Les enjeux pour Emmanuel Macron

Dans quel contexte cette visite aura-t-elle lieu ? À l’heure actuelle, les relations bilatérales entre la France et Russie sont sévèrement contraintes par la politique de l’Union européenne à l’égard de la Russie. Ces contraintes dépassent la simple question des sanctions, dont l’importance, hors les sanctions financières, a été plus symbolique que réel. L’Union européenne a développé depuis 2014, qu’on l’approuve ou qu’on le réprouve, une véritable politique d’hostilité vis-à-vis de la Russie. Ce sera donc un test pour savoir si le Président Macron veut alléger la contrainte de l’UE et mettre en œuvre une politique plus française, plus tournée vers les intérêts de la France, envers la Russie ou s’il place la politique étrangère française sous le cadre de l’UE.

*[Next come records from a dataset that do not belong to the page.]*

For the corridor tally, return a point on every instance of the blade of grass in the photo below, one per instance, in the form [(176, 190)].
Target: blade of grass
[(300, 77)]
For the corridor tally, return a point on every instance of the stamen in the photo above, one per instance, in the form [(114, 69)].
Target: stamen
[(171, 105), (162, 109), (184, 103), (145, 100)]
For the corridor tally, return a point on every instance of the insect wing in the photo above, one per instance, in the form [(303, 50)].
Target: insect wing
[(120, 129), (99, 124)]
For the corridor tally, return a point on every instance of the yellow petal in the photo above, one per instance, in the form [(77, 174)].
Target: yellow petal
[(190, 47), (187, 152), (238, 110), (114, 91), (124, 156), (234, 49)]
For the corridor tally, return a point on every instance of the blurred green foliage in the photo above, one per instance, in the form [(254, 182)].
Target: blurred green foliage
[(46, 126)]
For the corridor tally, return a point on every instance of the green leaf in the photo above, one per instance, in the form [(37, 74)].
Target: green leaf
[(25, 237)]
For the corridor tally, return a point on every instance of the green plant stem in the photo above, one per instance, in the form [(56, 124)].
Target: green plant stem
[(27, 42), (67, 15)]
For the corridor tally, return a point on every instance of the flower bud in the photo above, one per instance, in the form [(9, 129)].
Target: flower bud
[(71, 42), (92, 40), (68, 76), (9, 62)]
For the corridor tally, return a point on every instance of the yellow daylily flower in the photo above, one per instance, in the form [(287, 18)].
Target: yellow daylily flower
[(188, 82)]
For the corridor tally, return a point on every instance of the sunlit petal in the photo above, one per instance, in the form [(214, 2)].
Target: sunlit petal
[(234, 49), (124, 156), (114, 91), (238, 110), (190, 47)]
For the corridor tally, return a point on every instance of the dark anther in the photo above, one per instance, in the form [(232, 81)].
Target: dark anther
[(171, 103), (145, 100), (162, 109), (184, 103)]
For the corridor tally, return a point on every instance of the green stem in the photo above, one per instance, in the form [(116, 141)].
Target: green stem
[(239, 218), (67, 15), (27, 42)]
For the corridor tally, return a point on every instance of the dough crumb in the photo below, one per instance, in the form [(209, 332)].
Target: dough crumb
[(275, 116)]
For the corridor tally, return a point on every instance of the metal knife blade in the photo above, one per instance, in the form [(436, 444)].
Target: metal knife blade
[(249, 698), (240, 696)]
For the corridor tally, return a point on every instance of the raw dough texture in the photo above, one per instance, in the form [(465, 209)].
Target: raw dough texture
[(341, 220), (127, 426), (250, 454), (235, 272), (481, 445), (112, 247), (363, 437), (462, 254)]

Le fait qu’il souhaite que cette visite ait lieu avec un décorum tout particulier à Versailles ne doit pas être considéré comme une indication quant à la réussite ou non de cette visite. Cela traduit uniquement l’importance que revêt cette visite. Elle constitue, il est vrai, pour Emmanuel Macron, son véritable baptême du feu en politique internationale. De plus, Emmanuel Macron sait très bien que cette visite sera scrutée à la fois par ses opposants comme par ses soutiens. Son action envers la Russie et Vladimir Poutine sera donc observé avec un grand intérêts à la fois par ses opposants (le parti des « Républicains », mais aussi la gauche radicale de M. Melenchon et le Front national de Marine le Pen sont tous en faveur d’une amélioration des relations franco-russes) et par ses partisans (qu’il s’agisse du MODEM de François Bayrou, du Parti socialiste ou de son propre parti maintenant appelé LREM). Si cette visite devait se conclure par une annonce dramatique quant à l’amélioration des relations bilatérales, il serait fortement critiqué par ses propres amis. Si la visite est un échec, ses adversaires cette fois le critiqueront. On peut donc penser que cette visite débouchera sur certaines améliorations dans les relations bilatérales, mais rien de particulièrement spectaculaire. Mais cela ne signifie pas qu’un processus général d’amélioration n’aura pu être lancé par cette visite, un processus qui se déroulera dans les prochains mois.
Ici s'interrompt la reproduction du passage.